また、これらの微生物から単離した酵素遺伝子を各種宿主ベクター系に導入した遺伝子操作微生物の利用も可能である。
【0016】
本発明において、これらの微生物を培養するための培地としては、通常これらの微生物が生育し得るものであれば何れのものでも使用できる。炭素源としては、例えば、グルコース、シュークロースやマルトース等の糖類、酢酸、クエン酸やフマル酸等の有機酸あるいはその塩、エタノールやグリセロール等のアルコール類等を使用できる。窒素源としては、例えば、ペプトン、肉エキス、酵母エキスやアミノ酸等の一般天然窒素源の他、各種無機、有機酸アンモニウム塩等が使用できる。その他、無機塩、微量金属塩、ビタミン等が必要に応じて適宜添加される。また、高い酵素活性を得るために、例えば、アセトフェノン等のケトン基あるいはカルボニル基を持つ化合物等を酵素産生の誘導物質として培地に添加することが有効である場合がある。その培養は常法に従って行えばよく、例えば、pH4〜10、温度15〜40℃の範囲にて好気的に6時間〜10日間培養する。また、静置培養で同様に培養することで高い酵素活性を得ることができる場合がある。
【0017】
このようにして得られた微生物は、培地中で培養して得られる培養物をそのままか若しくは該培養物から遠心分離等の集菌操作によって得られる微生物菌体又は培養上清、さらにはそれらの処理物の形で、一般式3で示されるm−ニトロ基置換2−ハロゲン置換アセトフェノンと接触せしめ、一般式4の光学活性m−ニトロ基置換−1−フェネチルアルコール誘導体を採取することにより、光学活性m−ニトロ基置換−1−フェネチルアルコール誘導体製造することができる。
【0018】
該処理物としては、変換反応を触媒する活性を示す限り、その使用形態は特に限定されず、乾燥菌体、アセトン等で処理した菌体、菌体の破砕物、菌体を破砕した無細胞抽出物、粗酵素、精製酵素等が挙げられる。
【0019】
微生物菌体、菌体培養液、それらの処理物を反応に供するに際しては、これらを適当な担体に固定化して用いることができる。例えば、架橋したアクリルアミドゲル、多糖類などで包括したり、イオン交換樹脂、珪藻土、セラミックなどの固体担体に物理的、化学的に固定化することができる。固定化して用いることにより、触媒活性が上昇する場合があるばかりではなく、反応終了後の触媒の分離/回収およびその再利用が容易になる。

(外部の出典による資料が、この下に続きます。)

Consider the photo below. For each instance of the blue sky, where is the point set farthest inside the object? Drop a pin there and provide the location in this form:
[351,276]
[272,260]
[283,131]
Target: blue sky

さらに、通常これら触媒は1種類用いるが、同様な能力を有する2種以上のそれを混合して用いることも可能である。
【0020】
本発明において、不斉還元反応による一般式4の光学活性2−ハロゲン置換−1−(m−ニトロフェニル)アルコール誘導体の生産は、以下の方法で行うことができる。

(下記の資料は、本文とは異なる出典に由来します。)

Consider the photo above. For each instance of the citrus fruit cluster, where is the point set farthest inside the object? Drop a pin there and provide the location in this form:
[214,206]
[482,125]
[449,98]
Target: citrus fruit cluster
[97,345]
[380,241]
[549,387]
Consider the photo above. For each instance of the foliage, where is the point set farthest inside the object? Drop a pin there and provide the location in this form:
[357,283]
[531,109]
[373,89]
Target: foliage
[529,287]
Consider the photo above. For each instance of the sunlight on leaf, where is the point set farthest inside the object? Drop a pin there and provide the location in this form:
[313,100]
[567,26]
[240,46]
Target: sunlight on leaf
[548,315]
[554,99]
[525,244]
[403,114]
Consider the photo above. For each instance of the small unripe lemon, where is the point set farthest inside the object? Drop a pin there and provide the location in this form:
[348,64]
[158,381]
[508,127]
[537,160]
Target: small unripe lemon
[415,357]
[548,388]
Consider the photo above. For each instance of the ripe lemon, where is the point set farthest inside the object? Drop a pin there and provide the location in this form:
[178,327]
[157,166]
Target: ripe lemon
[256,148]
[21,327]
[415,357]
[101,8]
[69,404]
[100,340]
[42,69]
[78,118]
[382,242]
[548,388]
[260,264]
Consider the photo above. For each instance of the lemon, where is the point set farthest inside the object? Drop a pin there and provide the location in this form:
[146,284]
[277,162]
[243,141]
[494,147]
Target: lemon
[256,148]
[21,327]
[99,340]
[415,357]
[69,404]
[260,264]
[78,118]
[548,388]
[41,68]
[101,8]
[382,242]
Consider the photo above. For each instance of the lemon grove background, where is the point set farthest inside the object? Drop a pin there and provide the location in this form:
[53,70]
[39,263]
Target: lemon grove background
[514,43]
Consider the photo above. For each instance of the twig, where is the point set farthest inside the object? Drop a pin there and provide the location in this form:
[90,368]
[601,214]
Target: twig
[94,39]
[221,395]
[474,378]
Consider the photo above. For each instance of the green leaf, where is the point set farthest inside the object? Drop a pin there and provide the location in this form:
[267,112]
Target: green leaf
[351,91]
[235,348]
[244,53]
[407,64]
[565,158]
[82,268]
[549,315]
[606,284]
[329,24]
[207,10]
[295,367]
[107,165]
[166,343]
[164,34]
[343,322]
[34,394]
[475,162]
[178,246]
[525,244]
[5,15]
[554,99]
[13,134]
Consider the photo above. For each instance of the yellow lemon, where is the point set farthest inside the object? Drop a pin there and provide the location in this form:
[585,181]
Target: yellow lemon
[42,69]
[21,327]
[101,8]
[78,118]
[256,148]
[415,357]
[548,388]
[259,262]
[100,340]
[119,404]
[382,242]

必要に応じて補酵素(NADH、NADPH、NAD+及び/又はNADP+)及び/又はグルコース、シュークロース、エタノール、メタノール等のエネルギー源の存在下、水又は緩衝液等の反応溶媒中で一般式3のm−ニトロ基置換アセトフェノン誘導体に上記の微生物菌体、菌体培養液、菌体処理物あるいはこれら微生物により生産される酵素等を接触させることにより行うことができる。そして、反応温度、必要により反応液のpHを制御しながら反応を行う。場合によっては反応の途中で反応基質(m−ニトロ基置換アセトフェノン又はその塩)及び/又は前記補酵素、エネルギー源を適宜加え、反応を継続させてもよい。補酵素(NADH、NADPH、NAD+、NADP+)及び/又はグルコース、シュークロース、エタノール、メタノール等のエネルギー源等を加えることで目的化合物の収率が向上する場合が多い。
【0021】
反応液の基質濃度は、0.01〜50質量%の間で特に制限はないが、生産性等を考慮すると0.05〜30質量%が好ましい。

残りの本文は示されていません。